Holy Ambition

Jennie Allen: Bible teacher, founder of IF:Gathering
May 18, 2022

Jennie Allen

Bible teacher, founder of IF:Gathering

I first read this book twenty years ago. My husband, Zac, and I were living in a small town in Texas, and we were just starting seminary. We'd heard about Holy Ambition by Chip Ingram, so we ordered the book on tape, and we listened as we drove into town for our classes--we would never be the same again.

I was beginning to explore the gifts God had given me and I couldn't help but ask what on earth a young mom who loved Jesus was supposed to do with the gifts of teaching, vision, and leadership. When I looked around the conservative, southern church I grew up in, I didn't see many women using gifts like mine and I wondered if they would ever find a home.

For years, small groups of women met in my living room for Bible studies and discipleship. Those were some of the greatest years of ministry, but I couldn't ignore the big ideas God was placing in my heart. I didn't think women were supposed to lead in the church. I lived in fear and carried the weight of people-pleasing. Living with ambition was not appealing to me. Little did I know what God was birthing. But first, I had to overcome my fears, expectations, and people-pleasing to live out the story God had for me.

As I listened to Holy Ambition, I became less terrified of the dreams God gave me. I grieved the fact that I had boxed in my gifts and how I thought I should use them. What I was learning actually made me uncomfortable because I thought ambition should be avoided and I had a deep-seated belief that I was "too much for everybody." As I listened over and over to Holy Ambition, I began to believe that God could use my gifts in new ways, but I didn't know what that would cost.

All these years later, I can say without a doubt that what I learned through Holy Ambition was a turning point for me. It gave me permission to obey God, hear His voice, and follow Him.

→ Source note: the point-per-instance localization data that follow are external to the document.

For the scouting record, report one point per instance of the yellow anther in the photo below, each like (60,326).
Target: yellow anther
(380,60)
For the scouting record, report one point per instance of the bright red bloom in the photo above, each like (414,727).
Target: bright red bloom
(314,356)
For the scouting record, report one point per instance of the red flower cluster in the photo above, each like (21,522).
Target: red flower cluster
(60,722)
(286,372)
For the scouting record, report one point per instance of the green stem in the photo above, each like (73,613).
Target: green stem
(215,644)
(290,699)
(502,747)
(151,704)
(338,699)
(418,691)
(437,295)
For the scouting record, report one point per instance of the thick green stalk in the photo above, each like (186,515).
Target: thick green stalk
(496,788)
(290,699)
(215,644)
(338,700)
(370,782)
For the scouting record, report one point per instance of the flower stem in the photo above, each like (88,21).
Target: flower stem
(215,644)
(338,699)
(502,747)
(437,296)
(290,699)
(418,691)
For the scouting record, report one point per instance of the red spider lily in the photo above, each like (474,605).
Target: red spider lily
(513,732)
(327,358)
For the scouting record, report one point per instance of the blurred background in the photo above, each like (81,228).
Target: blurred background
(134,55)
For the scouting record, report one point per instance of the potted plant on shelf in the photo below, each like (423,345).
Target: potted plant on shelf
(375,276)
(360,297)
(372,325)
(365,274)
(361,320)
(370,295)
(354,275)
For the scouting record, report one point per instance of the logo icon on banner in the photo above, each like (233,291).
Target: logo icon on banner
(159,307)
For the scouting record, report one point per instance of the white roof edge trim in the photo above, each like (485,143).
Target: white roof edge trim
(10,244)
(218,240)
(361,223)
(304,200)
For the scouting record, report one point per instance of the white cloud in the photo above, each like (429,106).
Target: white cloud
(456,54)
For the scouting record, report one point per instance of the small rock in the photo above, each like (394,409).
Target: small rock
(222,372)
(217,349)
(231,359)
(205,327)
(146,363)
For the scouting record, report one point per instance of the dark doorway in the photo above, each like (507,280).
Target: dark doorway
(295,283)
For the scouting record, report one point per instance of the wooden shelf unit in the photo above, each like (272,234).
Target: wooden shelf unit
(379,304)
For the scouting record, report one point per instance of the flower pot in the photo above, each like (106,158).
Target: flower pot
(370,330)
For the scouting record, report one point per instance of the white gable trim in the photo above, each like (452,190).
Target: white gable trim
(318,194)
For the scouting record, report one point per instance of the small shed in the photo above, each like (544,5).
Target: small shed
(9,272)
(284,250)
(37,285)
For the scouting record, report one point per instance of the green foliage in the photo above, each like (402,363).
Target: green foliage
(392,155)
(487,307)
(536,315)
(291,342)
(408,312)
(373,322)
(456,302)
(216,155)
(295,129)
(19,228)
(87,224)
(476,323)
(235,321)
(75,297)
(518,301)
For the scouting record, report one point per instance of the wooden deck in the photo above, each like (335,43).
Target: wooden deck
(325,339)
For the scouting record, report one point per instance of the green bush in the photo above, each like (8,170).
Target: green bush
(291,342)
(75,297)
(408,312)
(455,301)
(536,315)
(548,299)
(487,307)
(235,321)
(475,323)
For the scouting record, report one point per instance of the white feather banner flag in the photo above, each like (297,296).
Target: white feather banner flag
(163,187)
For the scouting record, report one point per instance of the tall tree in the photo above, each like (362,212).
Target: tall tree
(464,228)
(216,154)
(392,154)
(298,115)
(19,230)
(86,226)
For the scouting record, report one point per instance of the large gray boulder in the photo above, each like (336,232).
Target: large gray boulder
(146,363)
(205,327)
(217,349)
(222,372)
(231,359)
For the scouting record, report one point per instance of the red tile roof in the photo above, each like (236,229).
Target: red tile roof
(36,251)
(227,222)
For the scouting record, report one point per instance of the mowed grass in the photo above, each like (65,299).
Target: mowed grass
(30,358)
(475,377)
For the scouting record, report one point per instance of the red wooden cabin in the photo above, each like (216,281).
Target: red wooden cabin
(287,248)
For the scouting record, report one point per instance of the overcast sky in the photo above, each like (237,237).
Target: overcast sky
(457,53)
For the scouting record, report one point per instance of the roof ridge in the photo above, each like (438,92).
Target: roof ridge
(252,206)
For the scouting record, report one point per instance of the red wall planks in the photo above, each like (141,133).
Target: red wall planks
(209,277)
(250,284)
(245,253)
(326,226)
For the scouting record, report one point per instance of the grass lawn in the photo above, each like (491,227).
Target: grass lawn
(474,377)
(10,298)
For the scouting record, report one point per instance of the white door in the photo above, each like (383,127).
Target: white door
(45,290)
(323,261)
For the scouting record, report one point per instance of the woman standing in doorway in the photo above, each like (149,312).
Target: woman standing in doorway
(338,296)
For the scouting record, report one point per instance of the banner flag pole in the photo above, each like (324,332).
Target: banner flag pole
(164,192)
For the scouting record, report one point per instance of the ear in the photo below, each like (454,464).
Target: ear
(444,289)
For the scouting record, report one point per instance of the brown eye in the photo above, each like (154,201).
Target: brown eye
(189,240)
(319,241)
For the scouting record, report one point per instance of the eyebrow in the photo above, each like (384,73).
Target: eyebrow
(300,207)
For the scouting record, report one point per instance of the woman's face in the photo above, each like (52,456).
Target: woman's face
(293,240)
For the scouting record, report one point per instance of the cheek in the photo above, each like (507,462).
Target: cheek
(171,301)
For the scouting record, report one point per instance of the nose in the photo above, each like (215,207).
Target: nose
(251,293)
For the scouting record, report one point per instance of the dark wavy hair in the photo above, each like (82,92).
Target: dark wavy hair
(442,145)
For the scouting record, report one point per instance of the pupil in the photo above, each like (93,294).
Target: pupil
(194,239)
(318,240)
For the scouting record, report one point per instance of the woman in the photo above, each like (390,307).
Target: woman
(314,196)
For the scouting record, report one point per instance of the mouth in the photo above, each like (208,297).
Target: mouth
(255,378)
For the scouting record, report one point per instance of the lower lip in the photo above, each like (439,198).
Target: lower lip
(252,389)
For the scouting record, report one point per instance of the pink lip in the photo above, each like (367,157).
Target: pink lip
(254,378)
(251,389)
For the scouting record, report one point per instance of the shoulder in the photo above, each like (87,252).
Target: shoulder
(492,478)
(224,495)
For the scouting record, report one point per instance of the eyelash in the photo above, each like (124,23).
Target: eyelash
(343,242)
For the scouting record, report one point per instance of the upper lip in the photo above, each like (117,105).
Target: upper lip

It gave me direction for my dreams, and at the same time, I learned the invaluable call to submit to the Bible, my elders, and my husband.

Holy Ambition removed the lid off my passions, gifts, dreams, and personality. I stopped limiting what I thought God could do with me. It gave me permission to think differently about my gifts, my calling, and how I could play a role in building the kingdom.

I pictured myself as a thoroughbred horse being trained and led by a careful guide. I was filled with great joy because I love people and teaching and discipling. But deep down I knew that if the gate opened and I could run hard and dream big, bigger things might hap pen around me.

At that time, twenty years ago, there really were few categories for what I do now. Bible teachers like Beth Moore weren't leading publicly yet. So, I didn't walk away from Holy Ambition knowing I would start a podcast or write books or speak to thousands of people.

Early on, I couldn't have imagined the opportunities God has given me today, but first I had to get over my fears and expectations and people-pleasing to live out the story God had for me.

One of the biggest misconceptions about success is that it is only measured up and to the right. That might be true on paper, but behind the scenes it has been a hard-fought battle. I never wanted to launch IF:Gathering or run an organization. Because I was afraid of ambition, I wanted to control my success and keep it small. But God kept calling me to more.

Before I signed my first book contract, I reached out to a trusted friend and confessed that I was scared I would sign on the dotted line and sell my faith in exchange. I was afraid to hear Jesus say, "I don't know you. You sold your soul to public ministry." My friend told me, "Don't lose that fear, because actually this could corrupt you."

I kept praying, "Anything, Lord." God honors prayers of total surrender. When you pray for a pure, humble, and wise heart, know that He will answer.

So, I'll stay in this thing until He tells me to close up shop. He has protected us--because it was His plan and we weren't chasing our ambition, trying to make something happen.

It is good to walk with God. The hardest parts have also been the deepest and richest parts. I would never trade the hard. We need to be people who don't make life choices based on pros and cons, comfort and hardship, but rather on obedience to God. Do what He calls you to do.

There are mountains to climb, things that need to be built, and ministries that need to be started in this generation. There are people who need to hear the gospel in cubicles, classrooms, and on college campuses. We need to obey, because time is short and heaven is coming.

So, let me encourage you to be ambitious--not for fame, or success, but for God's glory, God's people, and those who do not yet know Christ. Holy Ambition was a faithful guide for my journey and I highly recommend it to you.